Precisely because of this, some habits can be considered strange for foreigners who visit us. For this reason, we have made a list of some habits and customs of the day-to-day lives of Brazilians, so you will feel more at ease with our culture.

  1. Hygiene Habits: Brazil is a tropical country of indigenous descent, which according to historians explains most of our hygiene habits. You will notice that Brazilians have a shower every day, sometimes even more than one, depending on the heat. Just as they also have the habit of brushing their teeth after the main meals of the day, although it is in the context of the work environment.
  2. Bathrooms: You will notice that in the toilets, there will always be a wastepaper basket to collect the toilet paper. This is because the pipes used in the constructions and the water treatment system are not suitable for disposing of toilet paper directly in the toilets.
  3. Greetings: It is common to hear that Brazilians are very receptive to foreigners. Brazilians are used to greeting people with handshakes, hugs and kisses on the cheek, with variations depending on the more formal or informal context and also the region of the country.

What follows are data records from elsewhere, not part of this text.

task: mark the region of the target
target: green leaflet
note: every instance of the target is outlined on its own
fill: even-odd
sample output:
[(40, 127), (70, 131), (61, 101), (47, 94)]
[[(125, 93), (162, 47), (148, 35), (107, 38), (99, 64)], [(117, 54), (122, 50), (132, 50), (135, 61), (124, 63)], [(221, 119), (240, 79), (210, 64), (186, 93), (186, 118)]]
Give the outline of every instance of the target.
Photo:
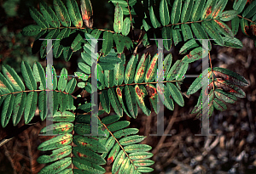
[(124, 161), (125, 158), (125, 154), (123, 150), (120, 150), (119, 153), (118, 154), (116, 160), (114, 160), (113, 166), (112, 166), (112, 173), (115, 173), (118, 171), (118, 170), (120, 167), (120, 165)]
[[(58, 33), (59, 33), (59, 29), (54, 29), (47, 34), (47, 36), (45, 36), (45, 39), (55, 39), (55, 38), (56, 38)], [(41, 58), (44, 58), (46, 56), (46, 54), (49, 53), (49, 50), (52, 48), (47, 48), (47, 45), (49, 42), (52, 42), (52, 41), (49, 41), (49, 40), (43, 41), (43, 42), (41, 44), (41, 48), (40, 48)], [(52, 42), (54, 43), (54, 42)], [(47, 50), (49, 52), (47, 52)]]
[(126, 99), (126, 104), (129, 109), (131, 115), (136, 119), (137, 115), (137, 99), (135, 89), (131, 86), (125, 87), (125, 96)]
[(38, 163), (49, 163), (55, 161), (59, 159), (64, 158), (71, 154), (72, 151), (72, 146), (67, 145), (64, 146), (62, 148), (57, 149), (55, 150), (52, 151), (52, 154), (50, 155), (42, 155), (39, 156), (37, 160)]
[(194, 0), (186, 0), (184, 2), (183, 5), (181, 18), (180, 18), (182, 23), (187, 22), (189, 20), (191, 10), (193, 8), (193, 3)]
[(242, 13), (242, 17), (251, 18), (256, 13), (256, 2), (253, 1)]
[(158, 20), (156, 19), (156, 16), (154, 15), (153, 6), (150, 7), (149, 9), (149, 16), (150, 16), (150, 20), (151, 24), (154, 28), (158, 28), (160, 26), (160, 24), (159, 23)]
[(134, 153), (148, 151), (152, 148), (147, 144), (131, 144), (125, 146), (124, 149), (126, 151), (126, 153)]
[(205, 58), (208, 53), (207, 49), (202, 49), (201, 47), (195, 48), (187, 55), (185, 55), (183, 60), (186, 63), (195, 62), (198, 59)]
[(212, 18), (212, 10), (215, 6), (216, 0), (208, 0), (201, 12), (201, 20), (208, 20)]
[(52, 10), (50, 7), (47, 5), (45, 2), (42, 2), (40, 3), (40, 11), (44, 17), (45, 18), (45, 21), (52, 27), (57, 28), (60, 27), (60, 22), (55, 12)]
[(103, 33), (102, 55), (107, 56), (110, 52), (113, 45), (113, 34), (108, 31)]
[(151, 59), (150, 64), (148, 65), (148, 69), (145, 71), (145, 82), (152, 82), (155, 77), (158, 56), (158, 53), (154, 54), (154, 56)]
[[(70, 95), (69, 95), (70, 96)], [(50, 121), (67, 121), (67, 122), (72, 122), (75, 120), (75, 115), (69, 111), (64, 111), (62, 113), (61, 112), (56, 112), (53, 117), (49, 118)]]
[(22, 29), (22, 35), (24, 36), (35, 36), (41, 32), (42, 27), (39, 25), (30, 25)]
[(26, 97), (26, 107), (24, 111), (25, 124), (29, 123), (33, 118), (38, 103), (37, 92), (30, 92)]
[(181, 30), (182, 30), (182, 33), (183, 33), (184, 41), (193, 38), (193, 34), (192, 34), (191, 29), (189, 25), (182, 24)]
[(65, 134), (69, 133), (73, 131), (73, 124), (69, 122), (58, 122), (47, 126), (41, 129), (41, 133), (49, 134), (52, 132), (53, 134)]
[(147, 54), (143, 53), (141, 57), (140, 62), (137, 65), (135, 76), (134, 76), (134, 82), (135, 83), (141, 83), (144, 81), (145, 77), (145, 71), (148, 68), (149, 58), (147, 59)]
[(215, 67), (213, 68), (213, 73), (217, 77), (221, 77), (223, 80), (227, 81), (234, 85), (245, 87), (249, 84), (242, 76), (228, 69)]
[(172, 36), (174, 42), (174, 45), (176, 46), (179, 42), (182, 41), (182, 36), (180, 34), (179, 25), (175, 25), (172, 29)]
[(67, 70), (62, 68), (58, 81), (58, 90), (63, 92), (67, 87)]
[(49, 28), (49, 24), (45, 21), (44, 16), (33, 7), (29, 8), (31, 17), (38, 23), (42, 28)]
[(68, 81), (65, 91), (67, 93), (72, 93), (73, 92), (73, 90), (75, 89), (77, 85), (77, 80), (75, 78), (71, 79), (71, 81)]
[(114, 21), (113, 21), (113, 31), (114, 32), (120, 33), (123, 29), (123, 9), (119, 3), (114, 8)]
[(220, 16), (223, 10), (224, 9), (224, 8), (226, 7), (228, 3), (228, 0), (223, 0), (223, 1), (218, 1), (217, 2), (213, 11), (212, 11), (212, 18), (216, 19), (217, 17)]
[(180, 19), (182, 0), (175, 0), (171, 13), (171, 23), (177, 24)]
[[(61, 45), (61, 39), (62, 39), (63, 37), (69, 36), (70, 33), (70, 29), (69, 28), (64, 28), (61, 31), (61, 32), (58, 34), (57, 36), (57, 39), (55, 41), (55, 44), (53, 47), (53, 55), (55, 58), (58, 58), (61, 56), (62, 51), (63, 51), (63, 45)], [(60, 39), (60, 40), (59, 40)]]
[(146, 107), (144, 103), (144, 98), (147, 93), (146, 88), (144, 86), (135, 86), (135, 93), (136, 93), (136, 98), (137, 104), (139, 107), (143, 109), (143, 111), (148, 116), (150, 115), (151, 111)]
[(125, 42), (123, 42), (123, 36), (119, 34), (113, 34), (113, 40), (116, 45), (117, 52), (119, 53), (122, 53), (125, 48)]
[(121, 106), (122, 106), (122, 108), (123, 108), (123, 109), (124, 109), (124, 111), (126, 113), (126, 115), (129, 116), (129, 117), (131, 117), (131, 115), (130, 115), (130, 113), (126, 110), (126, 109), (128, 109), (128, 108), (127, 107), (125, 107), (126, 105), (125, 105), (125, 104), (124, 104), (124, 102), (123, 102), (123, 96), (125, 96), (125, 95), (123, 95), (123, 92), (122, 92), (122, 90), (124, 89), (124, 87), (116, 87), (116, 89), (115, 89), (115, 92), (116, 92), (116, 93), (117, 93), (117, 97), (118, 97), (118, 98), (119, 98), (119, 103), (120, 103), (120, 104), (121, 104)]
[(22, 61), (21, 63), (21, 73), (27, 88), (30, 90), (36, 90), (37, 82), (35, 76), (30, 65), (26, 62)]
[(189, 49), (198, 47), (199, 45), (195, 42), (195, 38), (192, 38), (189, 40), (187, 42), (184, 43), (184, 45), (180, 48), (179, 53), (186, 53)]
[(192, 21), (199, 20), (201, 14), (201, 11), (202, 11), (204, 4), (205, 4), (205, 2), (206, 2), (206, 0), (195, 1), (193, 9), (191, 11), (191, 16), (190, 16), (190, 20)]
[(119, 144), (115, 143), (108, 154), (108, 165), (110, 165), (115, 160), (116, 156), (118, 155), (118, 153), (119, 152)]
[[(200, 24), (192, 23), (191, 28), (197, 39), (208, 39), (207, 33)], [(202, 41), (199, 40), (199, 42), (202, 44)]]
[(82, 27), (83, 20), (77, 2), (75, 0), (67, 0), (67, 7), (70, 20), (73, 25), (78, 28)]
[(52, 66), (52, 76), (53, 90), (55, 90), (57, 87), (57, 75), (54, 66)]
[(149, 166), (151, 165), (153, 165), (154, 162), (154, 160), (136, 160), (134, 161), (134, 166)]
[(209, 21), (204, 21), (202, 22), (202, 25), (206, 31), (208, 33), (208, 35), (212, 38), (215, 39), (214, 42), (220, 45), (224, 46), (224, 41), (222, 36), (218, 34), (218, 32), (216, 31), (215, 27), (212, 26), (211, 22)]
[(124, 20), (122, 35), (127, 36), (130, 32), (130, 28), (131, 28), (131, 20), (130, 18), (126, 17)]
[(3, 65), (3, 74), (12, 85), (15, 92), (25, 91), (25, 86), (17, 73), (9, 65)]
[(177, 88), (177, 87), (175, 85), (173, 85), (172, 83), (170, 83), (170, 82), (167, 83), (167, 87), (168, 87), (174, 101), (181, 107), (183, 107), (184, 100), (181, 94), (181, 92)]
[(3, 110), (1, 114), (1, 124), (3, 127), (5, 127), (10, 119), (13, 105), (15, 97), (14, 95), (8, 95), (3, 102)]
[(113, 110), (115, 111), (115, 113), (119, 116), (123, 116), (123, 109), (118, 100), (118, 98), (116, 96), (114, 89), (113, 89), (113, 88), (108, 89), (108, 96), (111, 105), (113, 108)]
[(106, 164), (106, 160), (101, 155), (88, 149), (76, 146), (73, 148), (73, 151), (74, 155), (78, 158), (80, 158), (81, 160), (84, 160), (96, 165)]
[(221, 89), (215, 89), (214, 90), (214, 95), (218, 98), (221, 99), (226, 103), (234, 104), (236, 101), (236, 97), (234, 95), (231, 95), (230, 93), (226, 93), (223, 92)]
[(131, 84), (134, 81), (134, 74), (135, 74), (137, 59), (138, 59), (138, 54), (137, 54), (136, 56), (133, 54), (127, 64), (125, 72), (125, 84)]
[(176, 81), (181, 81), (184, 79), (183, 76), (185, 76), (188, 68), (189, 68), (189, 63), (183, 62), (177, 72), (177, 76), (176, 76)]
[(75, 39), (71, 44), (71, 50), (73, 52), (77, 52), (82, 48), (82, 43), (84, 42), (83, 36), (80, 34), (78, 34)]
[(68, 12), (61, 0), (54, 0), (53, 2), (56, 15), (63, 26), (70, 27), (71, 21), (68, 15)]
[(172, 31), (170, 27), (162, 28), (162, 38), (168, 39), (168, 40), (164, 40), (163, 44), (165, 48), (169, 51), (172, 47)]
[(14, 88), (10, 83), (6, 80), (6, 78), (0, 72), (0, 90), (3, 94), (10, 93), (14, 92)]
[(222, 20), (222, 21), (230, 21), (230, 20), (232, 20), (236, 17), (238, 18), (237, 11), (236, 11), (236, 10), (227, 10), (227, 11), (223, 12), (220, 14), (219, 17), (220, 17), (219, 20)]
[(247, 1), (238, 0), (234, 1), (233, 8), (237, 11), (237, 14), (242, 12), (245, 5), (247, 4)]
[(166, 78), (167, 75), (168, 75), (168, 72), (169, 72), (169, 70), (171, 68), (171, 65), (172, 65), (172, 53), (168, 53), (166, 58), (165, 58), (165, 60), (164, 60), (164, 80)]
[(235, 48), (241, 48), (243, 47), (242, 42), (236, 37), (234, 37), (234, 39), (230, 39), (229, 37), (223, 37), (223, 40), (224, 42), (224, 46)]
[(86, 27), (92, 28), (93, 19), (91, 18), (91, 16), (93, 15), (93, 10), (90, 1), (82, 0), (80, 4), (84, 23), (85, 24)]
[(157, 92), (160, 94), (160, 99), (163, 102), (164, 105), (170, 110), (174, 109), (174, 104), (171, 97), (171, 93), (166, 87), (166, 85), (163, 85), (161, 87), (160, 85), (157, 87)]
[(90, 74), (90, 67), (83, 62), (79, 62), (79, 67), (85, 74)]
[(166, 0), (161, 0), (160, 3), (160, 17), (162, 25), (167, 25), (170, 23), (170, 14)]
[(21, 118), (26, 105), (26, 93), (18, 93), (14, 103), (13, 123), (16, 126)]
[(220, 110), (220, 111), (224, 111), (224, 110), (227, 109), (226, 104), (224, 102), (222, 102), (221, 100), (218, 100), (217, 98), (213, 99), (213, 106), (218, 110)]
[(55, 172), (55, 173), (59, 172), (64, 170), (65, 168), (67, 168), (71, 163), (72, 163), (71, 157), (61, 159), (48, 166), (44, 167), (43, 169), (41, 169), (38, 174), (49, 173), (49, 172)]
[(212, 20), (212, 24), (223, 35), (226, 36), (227, 37), (230, 37), (230, 39), (234, 38), (234, 35), (231, 29), (230, 29), (230, 27), (224, 22), (220, 20)]
[(41, 121), (44, 121), (46, 117), (46, 92), (42, 91), (38, 96), (38, 109)]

  4.  Punctuality: Brazilian punctuality is not exactly Swiss punctuality. In work situations, the schedules are usually respected, however there is a tolerance of a few minutes for the beginning of meetings. In social situations, longer delays are tolerated.
  5. Accents and regional expressions: The official language of Brazil is Portuguese, but because it is a vast country, it is common to use different expressions for the same words. You can have fun discovering that mandioca (cassava) can also be called aipim or macaxeira.
  6. Food and beverages: We have a wide range of typical food and drinks, among them the famous caipirinha. But do not forget to also try coxinhas (shredded chicken, covered in batter, molded into a shape resembling a chicken leg), brigadeiros (chocolate truffles), pão de queijo (cheese bread), carne seca (dried meat), feijoada (pork stew), rice & beans, fruits such as açaí, guava, cashew, jackfruit, mangoes, sugarcane juice, cachaça, cold lager and our coffee.
  7. Calling people by first name or nicknames: It is very common to call people by their first name even in a formal context of interaction, as in the academic environment, except when the context requires that the surname be used. In an informal context, we also use nicknames.
  8. Final considerations: Internationally Brazil is well-known for Football and Carnival, but you may be surprised to meet Brazilians who do not like either. We also have several national, state and municipal holidays, which means that we have some days off, including in the Public Service. You can get to know the wonderful beaches of the Northeast, as well as enjoy the cold weather in the South of Brazil.